The essential first step, Jacque maintains, is a national plan aimed at a specific objective, a tangible way of life.

"This is what is needed," he explains, "to get American youth away from the Coke counters; to give them an incentive to learn and to work enthusiastically for their country. Russia has its five-year plans. Its young people know what it is they are working for. What does America's youth have to work toward? Many of our biggest industries don't know what they'll be doing six months from now."

His next step would be to begin installing the school of tomorrow today: By 1980 the standardized elementary school curriculum should include communications, physical and manual dexterity, human relations and individual training in self-sufficiency. High school would include introduction to earth sciences, the life sciences, evolution of cultures, semantics, human relations. College level courses would include behavioral engineering, human factors, bio-physics, computer technology, space sciences, systems engineering, artificial intelligence (intellectronics), speech and time compression studies, ecological mechanics and earth sciences.

In school, the milestone-makers of science – men like Galileo and Edison – would be studied but not revered.

"Today we are taught that men like these were men ahead of their times," Jacque says. "There were other people in their day who thought their way. We say these great men invented all these things. Our children feel, gee, I could never do that.

"We should teach them that all things are done serially. Nothing comes to you; everything comes by hard work. We should teach children how ideas develop; that it's hard to say who did this and who did that."

"The Arabs had primitive movies 400 years ago. The pictures were on oiled animal skins. A light was beamed through and pictures of moving shadows resulted. A Frenchman brought back the idea. Edison viewed and purchased a brass movie machine from the Frenchman and then invented the movie as we know it."

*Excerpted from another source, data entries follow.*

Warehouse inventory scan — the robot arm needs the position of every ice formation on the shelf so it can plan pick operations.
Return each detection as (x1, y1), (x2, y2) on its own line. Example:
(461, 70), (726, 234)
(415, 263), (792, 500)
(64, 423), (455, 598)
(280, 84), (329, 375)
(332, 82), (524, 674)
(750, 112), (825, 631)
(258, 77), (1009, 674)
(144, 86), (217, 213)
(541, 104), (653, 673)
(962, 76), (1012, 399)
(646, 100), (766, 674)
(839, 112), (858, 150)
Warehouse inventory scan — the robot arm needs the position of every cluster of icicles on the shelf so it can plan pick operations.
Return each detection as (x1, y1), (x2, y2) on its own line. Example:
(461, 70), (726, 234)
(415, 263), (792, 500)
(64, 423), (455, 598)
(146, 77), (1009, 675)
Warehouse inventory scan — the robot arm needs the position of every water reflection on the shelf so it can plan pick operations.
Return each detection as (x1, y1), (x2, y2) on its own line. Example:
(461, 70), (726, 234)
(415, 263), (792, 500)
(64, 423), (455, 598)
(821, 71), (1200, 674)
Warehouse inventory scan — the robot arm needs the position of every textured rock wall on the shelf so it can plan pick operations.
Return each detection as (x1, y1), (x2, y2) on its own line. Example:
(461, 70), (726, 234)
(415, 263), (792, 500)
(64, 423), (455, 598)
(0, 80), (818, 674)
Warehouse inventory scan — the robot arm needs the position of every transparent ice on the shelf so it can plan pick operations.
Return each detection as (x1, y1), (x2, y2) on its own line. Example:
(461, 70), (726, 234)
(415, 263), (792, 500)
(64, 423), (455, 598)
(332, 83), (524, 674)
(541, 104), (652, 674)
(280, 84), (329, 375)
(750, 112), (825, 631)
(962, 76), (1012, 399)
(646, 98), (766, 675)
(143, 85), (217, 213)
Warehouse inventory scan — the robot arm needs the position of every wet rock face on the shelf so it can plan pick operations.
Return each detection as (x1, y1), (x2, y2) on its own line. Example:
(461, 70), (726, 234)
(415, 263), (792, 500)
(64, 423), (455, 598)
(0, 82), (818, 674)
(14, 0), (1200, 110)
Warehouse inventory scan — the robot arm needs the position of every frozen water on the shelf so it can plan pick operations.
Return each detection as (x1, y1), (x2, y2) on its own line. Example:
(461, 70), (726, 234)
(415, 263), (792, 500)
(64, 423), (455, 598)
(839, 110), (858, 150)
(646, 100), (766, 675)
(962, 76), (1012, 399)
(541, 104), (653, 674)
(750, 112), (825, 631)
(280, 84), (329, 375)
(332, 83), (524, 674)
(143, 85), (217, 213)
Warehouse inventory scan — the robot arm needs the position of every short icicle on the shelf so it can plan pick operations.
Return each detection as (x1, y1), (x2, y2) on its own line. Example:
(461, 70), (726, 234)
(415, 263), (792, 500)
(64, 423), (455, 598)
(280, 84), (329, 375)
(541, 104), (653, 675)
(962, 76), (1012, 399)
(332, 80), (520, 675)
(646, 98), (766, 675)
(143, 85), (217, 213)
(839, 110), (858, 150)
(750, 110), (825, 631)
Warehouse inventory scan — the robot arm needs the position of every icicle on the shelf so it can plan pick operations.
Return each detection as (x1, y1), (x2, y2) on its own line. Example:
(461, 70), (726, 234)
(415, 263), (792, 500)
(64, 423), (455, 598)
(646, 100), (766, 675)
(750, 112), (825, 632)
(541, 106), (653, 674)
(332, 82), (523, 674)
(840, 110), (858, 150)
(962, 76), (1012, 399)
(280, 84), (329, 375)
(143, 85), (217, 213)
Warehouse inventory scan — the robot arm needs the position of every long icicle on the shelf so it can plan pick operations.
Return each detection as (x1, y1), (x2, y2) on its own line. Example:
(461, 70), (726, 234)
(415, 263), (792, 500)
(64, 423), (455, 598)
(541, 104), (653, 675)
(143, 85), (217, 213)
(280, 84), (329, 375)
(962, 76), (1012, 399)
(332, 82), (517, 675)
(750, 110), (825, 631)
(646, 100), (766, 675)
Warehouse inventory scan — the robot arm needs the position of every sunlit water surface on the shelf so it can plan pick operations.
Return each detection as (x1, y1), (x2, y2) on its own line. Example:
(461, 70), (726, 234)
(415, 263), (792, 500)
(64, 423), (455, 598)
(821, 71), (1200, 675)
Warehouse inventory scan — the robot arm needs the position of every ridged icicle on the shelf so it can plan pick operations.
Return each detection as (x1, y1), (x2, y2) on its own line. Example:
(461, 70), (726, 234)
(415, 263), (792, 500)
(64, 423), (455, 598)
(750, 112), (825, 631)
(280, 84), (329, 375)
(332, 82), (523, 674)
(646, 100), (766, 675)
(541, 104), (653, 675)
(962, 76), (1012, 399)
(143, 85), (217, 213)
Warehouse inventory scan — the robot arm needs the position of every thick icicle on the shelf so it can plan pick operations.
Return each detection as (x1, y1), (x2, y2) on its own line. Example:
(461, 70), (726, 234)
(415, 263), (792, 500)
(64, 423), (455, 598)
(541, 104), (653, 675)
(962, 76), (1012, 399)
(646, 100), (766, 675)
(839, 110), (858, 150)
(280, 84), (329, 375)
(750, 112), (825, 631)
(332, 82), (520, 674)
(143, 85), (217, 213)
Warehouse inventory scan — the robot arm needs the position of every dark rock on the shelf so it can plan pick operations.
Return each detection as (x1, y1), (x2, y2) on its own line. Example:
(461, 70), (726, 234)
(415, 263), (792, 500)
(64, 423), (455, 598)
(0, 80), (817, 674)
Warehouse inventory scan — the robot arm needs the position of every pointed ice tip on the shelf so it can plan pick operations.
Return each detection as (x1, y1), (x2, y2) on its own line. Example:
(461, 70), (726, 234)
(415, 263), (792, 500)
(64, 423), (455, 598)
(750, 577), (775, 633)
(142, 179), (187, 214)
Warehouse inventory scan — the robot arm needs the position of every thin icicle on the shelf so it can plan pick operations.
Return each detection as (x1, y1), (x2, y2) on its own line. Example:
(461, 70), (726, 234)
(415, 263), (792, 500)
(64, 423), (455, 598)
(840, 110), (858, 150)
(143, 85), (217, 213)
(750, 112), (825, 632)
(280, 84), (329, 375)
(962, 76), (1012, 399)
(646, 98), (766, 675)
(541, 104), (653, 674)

"The Arabs had a crude model of the electric battery years before Christ."


*    *    *

At the present moment Jacque Fresco is mostly occupied with finishing the conversion of his "Tobacco Road" house into the laboratory of tomorrow. He manages to work 10 or 12 hours – mostly after midnights – on his Project Americana. He occasionally takes a welcome time out for a paying job as an industrial designer.

His last "big job" was as a consultant for Major Realty Company, a land development company now experimenting with "insulated aluminum" prefabricated houses. Major (with offices in Philadelphia and Miami) collaborated on the project with Alcoa.

Harold M. Gerrish, manager of Major's Florida properties, reported that models of the first aluminum sandwich houses (aluminum exterior and hardwood interior sandwiched around foam insulation panels) are being erected in Tampa now.

"Mr. Fresco's ideas were very helpful," Gerrish said. "We flew him up to Philadelphia to work with our architect and engineer. But a lot of the stuff he does, you might say most of it, is way ahead of the times."

"We couldn't use a lot of the things he designed – like the molded plastic bathroom. In ten years, maybe yes. But you can't revolutionize home-building overnight. The public just won't buy those bananas!"

*    *    *

South Florida's so-called crackpot population will never be in short supply.

If you are inclined to devote fulltime to thinking things out or whatever, what better place is there to do it than here where the climate is right.

But it is dangerous to lump all these thoughtful citizens in the same pot. As in all fields of endeavor, there are a fair share of phonies. These are the ones intent on deceiving their gullible brethren. Whatever the subject they pretend to be "cracked" upon is all an act.

On the other hand, there occasionally arises from the legion of devoted and sincere crackpots a jolting idea that knocks the level-headed rest of us a notch or two higher on the ladder of human progress. What better time to go looking than New Year's Eve?